« Quelquefois je ne puis comprendre comment un autre peut l’aimer, ose l’aimer, quand je l’aime si uniquement, si profondément, si pleinement ; quand je ne connais rien, ne sais rien, n’ai rien qu’elle... »
Les souffrances du jeune Werther
est probablement la plus belle histoire d’amour écrite en langue allemande, aussi tragique et violente soit-elle. Dans le décor idyllique d’un petit village bourgeois, le jeune héros éponyme s’éprend d’une fille promise à un autre que lui, et le déroulement de cette histoire d’amour "triangulaire" est livré dans une longue correspondance qu’il entretient avec un ami. Composé essentiellement sous forme épistolaire, le récit se focalise principalement sur le point de vue du narrateur – en l'occurrence Werther – malgré l’intrusion d’un narrateur second dans les dernières pages du texte qui se présente comme l’éditeur qui a recueilli l’histoire tragique de Werther. Cette structure épistolaire plus intimiste a l’avantage d’offrir une proximité entre le narrateur et le lecteur et de permettre une meilleure identification aux sentiments qu’éprouve le personnage – ce qui pourrait en partie expliquer l’engouement extraordinaire qu’a suscité ce livre à sa sortie.

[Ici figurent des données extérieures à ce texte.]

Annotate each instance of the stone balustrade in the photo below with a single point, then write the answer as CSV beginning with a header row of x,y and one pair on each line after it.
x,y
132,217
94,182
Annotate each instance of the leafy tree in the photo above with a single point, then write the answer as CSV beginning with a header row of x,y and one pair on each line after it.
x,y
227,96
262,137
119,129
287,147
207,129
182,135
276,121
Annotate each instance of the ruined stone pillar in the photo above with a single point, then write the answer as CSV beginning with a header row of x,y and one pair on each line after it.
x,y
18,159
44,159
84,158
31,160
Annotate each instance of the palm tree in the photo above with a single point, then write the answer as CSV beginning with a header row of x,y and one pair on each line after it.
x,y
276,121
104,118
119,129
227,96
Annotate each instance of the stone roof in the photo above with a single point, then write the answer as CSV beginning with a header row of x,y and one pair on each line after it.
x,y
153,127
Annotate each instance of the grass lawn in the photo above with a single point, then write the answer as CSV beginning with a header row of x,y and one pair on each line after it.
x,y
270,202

Récit profondément émouvant grâce à l’écriture à la fois tendre et passionnée du héros, qui se lance sans cesse dans des longues exaltations mélancoliques (fastidieuses pour certains), il garde néanmoins un caractère transgressif à bien des égards. Il aborde en effet des thèmes tabous liés à la passion destructrice d’un jeune homme envers une femme fiancée (puis mariée) mais contient surtout une apologie du suicide. Celui-ci est décrit, non pas comme une marque de faiblesse et de lâcheté devant l’adversité, mais un acte inévitable dont on est pas responsable lorsque « la nature ne trouve aucune issue pour sortir du labyrinthe des forces déréglées et contradictoires... » Idéologie immorale à l’époque, le narrateur finit néanmoins par l'appliquer à sa propre vie – déclenchant ensuite par phénomène de contagion une vague de suicides auprès des lecteurs et prouvant une fois de plus l’impact immense qu’une fiction peut avoir dans la vie réelle.

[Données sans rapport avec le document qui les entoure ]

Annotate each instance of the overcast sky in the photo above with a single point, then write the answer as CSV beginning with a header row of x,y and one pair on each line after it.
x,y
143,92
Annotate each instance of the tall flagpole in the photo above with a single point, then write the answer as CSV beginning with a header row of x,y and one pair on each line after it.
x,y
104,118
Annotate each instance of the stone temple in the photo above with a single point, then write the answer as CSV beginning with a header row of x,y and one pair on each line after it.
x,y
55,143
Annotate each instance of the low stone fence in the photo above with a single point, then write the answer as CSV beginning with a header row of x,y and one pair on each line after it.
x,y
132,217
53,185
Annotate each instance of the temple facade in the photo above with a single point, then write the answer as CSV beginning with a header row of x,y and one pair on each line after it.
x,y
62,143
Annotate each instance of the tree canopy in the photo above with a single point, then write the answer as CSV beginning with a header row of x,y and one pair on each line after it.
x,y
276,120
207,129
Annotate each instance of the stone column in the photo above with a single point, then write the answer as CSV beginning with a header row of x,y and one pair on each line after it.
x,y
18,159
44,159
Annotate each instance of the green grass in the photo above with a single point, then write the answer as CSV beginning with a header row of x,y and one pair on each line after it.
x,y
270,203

L’influence de ce livre s’étend bien plus au delà des lecteurs. Nous ne pouvons pas parler de ce roman sans le situer dans la littérature mondiale, car il peut être considéré (à juste titre) comme le livre qui a fondé le Romantisme, si nous pouvons l’entendre dans le sens médiéval d’un récit chevaleresque. Werther a en effet tous les traits d’un jeune chevalier courtois médiéval, en proie à une passion dévorante face à une femme insaisissable et devient donc le premier modèle du héros romantique de l’histoire littéraire moderne. Soulignons également le rôle prépondérant de la nature dans ce texte : Miroir de l’intériorité de l’âme, elle est tantôt l’alliée du héros, tantôt un « monstre » lorsque qu’advient la désillusion, notion que l’on retrouve dans presque tous les grands textes romantiques, comme La chartreuse de Parme de Stendhal pour ne citer que celui-là. Enfin, l’insistance sur l’intériorité du personnage, l’idéalisation du sentiment amoureux, l’omniprésence de la mélancolie, de même que les nombreuses allusions bibliques et panthéistes et pour finir : la fin transcendante du héros – sont autant d’éléments qui font de ce livre l’un des plus grands textes romantiques de tous les temps.